Saturday, December 3, 2011

Chickens Milestone: 20 weeks

Today the chicks turned 20 weeks old!  It's an important milestone, as they are no longer adolescents, and are now 'pullets', or young adult birds.  This is also when they are due to start laying eggs -  I could have my first eggs any day now.  Last week I started switching their feed over from 'grower' to 'layer' ration.  This is supposed to happen at 20 weeks, as the layer feed has more calcium (and other nutrients) that laying hens need. However, I ran out of grower ration 2 weeks ago, and didnt want to buy another 25 pound of it when I needed a pound or two to last me from weeks 18 through 20. So I started to mix in the 'layer' feed to transition them over slowly (a few people in the farm co-op told me it was OK to do so).

Back to the eggs.  I could have some anytime now. The first few eggs are usually 'odd' (in terms of size/shape). They are usually small and odd shaped.  This happens while the chicken's system is getting used to laying eggs. After the first few, they are more or less 'normal' eggs.  I'll be sure to post pics of my first few eggs.

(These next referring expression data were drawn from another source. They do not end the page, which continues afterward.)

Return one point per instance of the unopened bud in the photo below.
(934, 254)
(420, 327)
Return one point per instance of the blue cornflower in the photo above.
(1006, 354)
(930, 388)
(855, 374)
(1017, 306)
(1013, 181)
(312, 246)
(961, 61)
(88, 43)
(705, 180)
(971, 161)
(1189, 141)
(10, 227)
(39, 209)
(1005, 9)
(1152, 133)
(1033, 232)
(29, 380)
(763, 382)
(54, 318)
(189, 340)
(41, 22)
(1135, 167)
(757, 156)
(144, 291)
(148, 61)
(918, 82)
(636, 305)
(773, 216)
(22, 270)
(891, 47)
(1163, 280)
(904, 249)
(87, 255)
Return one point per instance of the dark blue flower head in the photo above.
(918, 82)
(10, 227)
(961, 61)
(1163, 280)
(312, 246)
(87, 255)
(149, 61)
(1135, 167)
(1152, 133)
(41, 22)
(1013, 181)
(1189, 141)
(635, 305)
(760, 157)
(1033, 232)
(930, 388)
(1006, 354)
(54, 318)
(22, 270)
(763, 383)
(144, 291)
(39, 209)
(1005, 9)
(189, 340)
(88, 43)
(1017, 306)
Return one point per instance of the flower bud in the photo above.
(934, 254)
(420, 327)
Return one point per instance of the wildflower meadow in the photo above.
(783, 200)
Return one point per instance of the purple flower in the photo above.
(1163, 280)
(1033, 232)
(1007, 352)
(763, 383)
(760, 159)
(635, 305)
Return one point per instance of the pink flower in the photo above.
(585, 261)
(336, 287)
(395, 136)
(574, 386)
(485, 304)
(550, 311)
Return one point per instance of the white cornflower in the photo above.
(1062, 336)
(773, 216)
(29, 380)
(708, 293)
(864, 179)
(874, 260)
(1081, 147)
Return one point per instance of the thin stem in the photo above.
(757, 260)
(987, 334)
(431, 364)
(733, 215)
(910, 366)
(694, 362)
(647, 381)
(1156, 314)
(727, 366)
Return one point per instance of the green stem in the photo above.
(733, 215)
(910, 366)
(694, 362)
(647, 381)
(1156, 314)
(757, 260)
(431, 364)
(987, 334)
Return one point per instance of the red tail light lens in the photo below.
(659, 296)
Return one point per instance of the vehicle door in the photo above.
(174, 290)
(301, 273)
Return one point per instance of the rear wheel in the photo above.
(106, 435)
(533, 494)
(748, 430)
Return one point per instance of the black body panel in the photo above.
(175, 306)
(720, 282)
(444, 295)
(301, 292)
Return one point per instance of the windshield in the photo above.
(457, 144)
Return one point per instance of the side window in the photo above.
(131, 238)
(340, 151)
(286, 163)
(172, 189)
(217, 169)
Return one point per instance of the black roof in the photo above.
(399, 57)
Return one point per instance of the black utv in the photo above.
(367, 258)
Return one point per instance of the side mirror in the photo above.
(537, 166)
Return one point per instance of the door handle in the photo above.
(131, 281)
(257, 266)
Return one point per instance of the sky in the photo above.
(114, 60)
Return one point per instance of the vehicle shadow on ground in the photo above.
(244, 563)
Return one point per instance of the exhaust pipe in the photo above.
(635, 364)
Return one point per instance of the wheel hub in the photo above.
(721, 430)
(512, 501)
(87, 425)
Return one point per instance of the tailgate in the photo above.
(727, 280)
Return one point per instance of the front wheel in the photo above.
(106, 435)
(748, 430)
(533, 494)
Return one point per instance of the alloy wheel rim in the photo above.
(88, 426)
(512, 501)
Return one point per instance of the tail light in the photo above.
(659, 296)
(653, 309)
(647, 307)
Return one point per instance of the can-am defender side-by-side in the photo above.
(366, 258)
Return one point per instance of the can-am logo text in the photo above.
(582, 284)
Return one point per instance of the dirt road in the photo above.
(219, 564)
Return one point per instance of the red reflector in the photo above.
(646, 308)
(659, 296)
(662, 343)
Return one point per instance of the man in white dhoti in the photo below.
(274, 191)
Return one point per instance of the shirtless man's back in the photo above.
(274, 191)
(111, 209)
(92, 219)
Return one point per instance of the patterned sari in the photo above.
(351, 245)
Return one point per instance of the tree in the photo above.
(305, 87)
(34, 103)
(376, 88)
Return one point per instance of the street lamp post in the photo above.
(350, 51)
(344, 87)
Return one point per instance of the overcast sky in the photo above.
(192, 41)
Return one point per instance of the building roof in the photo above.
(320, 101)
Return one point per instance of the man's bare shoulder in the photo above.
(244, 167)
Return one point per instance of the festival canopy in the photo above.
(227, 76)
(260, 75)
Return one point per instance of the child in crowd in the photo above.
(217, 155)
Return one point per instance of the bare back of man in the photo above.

I am slightly concerned that my girls will not know where to lay their eggs.  I may be worrying over nothing. Their egg boxes are in the top of their coop, a place where they seldom venture. So I'm worried they won't know to lay them in there, despite me putting some 'fake' eggs in their nestboxes.  This helps them to know where to lay.  They seek out someplace tucked away and quiet.  I keep showing them the nestboxes, so they know where they are.  Also, they free range in the yard all day, so Im worried that the urge will strike to lay, and they will do so someplace in the yard, and I'll never know they laid. There are several places in the yard that have lots of little smooth eggs shaped rocks, so Im worried they will mistake this for a nest and lay there.  Who knows, I may be worrying over nothing. 

Then there is the daylight issue.  With less than 12 hours/day, most hens stop/slow down laying in the winter.  Some people provide artificial light to trick their girls into laying through the winter.  I am currently doing nothing.  So with the diminished daylight, my girls may be slower to start laying. So much to worry about!